The play was The Haunted Man, and this was the first ever use of Pepper’s Ghost, a method of projecting the illusion of a ghost into a theatre. It caused a sensation, and this winter, the Charles Dickens Museum is looking at the author’s fascination with ghosts and the supernatural. Although he’s famous for the Christmas ghosts, the museum is looking wider at his other stories of the supernatural, and also away from his fiction, at the man’s own deeply held scepticism about the existence of ghosts.
Despite his own thoughts about the existence of ghosts, he still managed to write over 20 ghost stories in a 30-year period. The exhibition introduces what Dickens’ friend and first biographer, John Forster called his “hankering after” ghosts.

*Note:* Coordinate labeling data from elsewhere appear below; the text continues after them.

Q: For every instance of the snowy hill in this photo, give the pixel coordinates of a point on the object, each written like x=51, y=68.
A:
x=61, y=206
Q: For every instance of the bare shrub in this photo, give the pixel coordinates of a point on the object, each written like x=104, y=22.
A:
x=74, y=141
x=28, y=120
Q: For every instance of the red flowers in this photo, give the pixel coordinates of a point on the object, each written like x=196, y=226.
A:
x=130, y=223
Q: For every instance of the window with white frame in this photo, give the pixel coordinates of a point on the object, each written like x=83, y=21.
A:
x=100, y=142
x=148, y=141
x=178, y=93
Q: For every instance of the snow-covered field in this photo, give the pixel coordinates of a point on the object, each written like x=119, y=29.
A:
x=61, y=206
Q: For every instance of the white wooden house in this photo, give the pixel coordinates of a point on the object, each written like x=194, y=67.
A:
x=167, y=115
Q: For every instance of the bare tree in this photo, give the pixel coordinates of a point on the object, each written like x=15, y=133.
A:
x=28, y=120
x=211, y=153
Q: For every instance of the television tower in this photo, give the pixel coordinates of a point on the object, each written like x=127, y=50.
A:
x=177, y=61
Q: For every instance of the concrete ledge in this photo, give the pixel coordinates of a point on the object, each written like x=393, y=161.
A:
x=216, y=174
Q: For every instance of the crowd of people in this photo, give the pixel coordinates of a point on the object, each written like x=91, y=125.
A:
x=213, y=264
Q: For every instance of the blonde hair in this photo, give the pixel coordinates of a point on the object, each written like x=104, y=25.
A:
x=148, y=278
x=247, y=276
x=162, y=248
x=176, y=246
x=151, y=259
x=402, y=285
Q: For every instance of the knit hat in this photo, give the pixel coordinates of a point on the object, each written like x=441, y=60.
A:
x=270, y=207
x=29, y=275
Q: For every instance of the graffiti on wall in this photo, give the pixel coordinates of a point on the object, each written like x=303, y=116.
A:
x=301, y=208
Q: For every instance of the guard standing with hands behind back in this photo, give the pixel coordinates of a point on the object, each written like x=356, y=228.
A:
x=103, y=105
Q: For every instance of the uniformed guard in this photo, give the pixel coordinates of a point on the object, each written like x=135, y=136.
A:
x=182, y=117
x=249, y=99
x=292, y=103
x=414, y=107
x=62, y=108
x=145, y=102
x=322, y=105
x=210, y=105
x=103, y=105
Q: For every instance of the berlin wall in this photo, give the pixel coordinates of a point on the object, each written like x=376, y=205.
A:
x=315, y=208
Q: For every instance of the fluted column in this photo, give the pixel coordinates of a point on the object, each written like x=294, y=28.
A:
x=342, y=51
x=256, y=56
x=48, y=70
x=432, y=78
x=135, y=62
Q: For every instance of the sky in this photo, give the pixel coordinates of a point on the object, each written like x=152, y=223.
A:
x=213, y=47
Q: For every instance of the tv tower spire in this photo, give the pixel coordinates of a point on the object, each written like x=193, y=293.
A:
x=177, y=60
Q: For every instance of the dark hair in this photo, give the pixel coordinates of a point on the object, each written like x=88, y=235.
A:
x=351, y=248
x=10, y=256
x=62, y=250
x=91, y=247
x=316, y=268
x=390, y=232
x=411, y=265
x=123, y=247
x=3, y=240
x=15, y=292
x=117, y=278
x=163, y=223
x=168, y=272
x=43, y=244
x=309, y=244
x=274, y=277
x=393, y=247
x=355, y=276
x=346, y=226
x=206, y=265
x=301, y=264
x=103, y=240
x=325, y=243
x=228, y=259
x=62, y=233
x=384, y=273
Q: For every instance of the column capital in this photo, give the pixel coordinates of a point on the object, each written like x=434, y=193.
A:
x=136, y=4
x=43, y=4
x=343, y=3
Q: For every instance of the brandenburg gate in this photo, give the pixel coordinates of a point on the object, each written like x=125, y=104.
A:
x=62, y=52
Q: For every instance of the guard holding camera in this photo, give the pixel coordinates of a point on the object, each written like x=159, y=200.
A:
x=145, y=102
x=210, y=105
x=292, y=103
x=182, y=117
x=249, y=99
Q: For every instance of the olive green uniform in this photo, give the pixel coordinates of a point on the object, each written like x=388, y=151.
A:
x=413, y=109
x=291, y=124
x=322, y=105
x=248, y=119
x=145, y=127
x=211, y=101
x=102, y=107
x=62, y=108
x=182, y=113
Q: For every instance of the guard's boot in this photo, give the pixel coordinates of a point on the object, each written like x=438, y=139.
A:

The Haunted House, the story that so startled London’s theatregoers is a collection of other writers’ works along with his own, telling the tale of seven friends who recount ghost stories to each other on twelfth night. Although published successfully in 1859, the performance at the London Polytechnic in 1862 with the apparition of a ghost on stage gave it renewed vigour.
Dickens was fascinated with the idea of ghosts, and there’s a lot of correspondence with author and ghost-supporter, William Howitt who often sent him on wild goose chases around supposedly haunted houses and pubs. Just a year later, Dickens’s friendship with Howitt broke down after Dickens kept insisting that ghosts didn’t exist – except perhaps on the theatre stage. A number of those letters survive and are on display here.
Dicken’s scepticism is hinted at in his most famous ghost story, A Christmas Carol, when Scrooge declared Marley’s ghost to be nothing more than an “undigested bit of beef, a blot of mustard, a crumb of cheese, a fragment of underdone potato,”
No Dickens organisation can ignore A Christmas Carol at this time of year, but possibly the strangest version of A Christmas Carol that has ever been printed has been found, as a Brazilian comic book with the ghost of Christmas Yet to Come represented as a headless flaring mule – a familiar story from Brazilian culture.
Probably the most fun bit though is a small odd looking box in the corner of one of the exhibition rooms – a Victorian stereoscope, where you can see 3D images. An early View-Master, and the museum has been loaned a few slides from Brian May’s private collection, and they’re all showing ghosts and Dickens in spooky 3D effects.
The exhibition, To Be Read At Dusk: Dickens, Ghosts and the Supernatural, is at the Charles Dickens Museum until March 2023.
The entry price is for the whole museum as well as the exhibition.
Adult: £13.13 | Concessions: £11.03 | Child (6-16): £7.88 | Children(<6): Free
Tickets are recommended to be booked in advance from here, especially over the Christmas period when the museum is decorated for Yule and can be rather busy.
If the exhibition gives you a taste for performing some stage magic, there’s the International Magic store just down the road.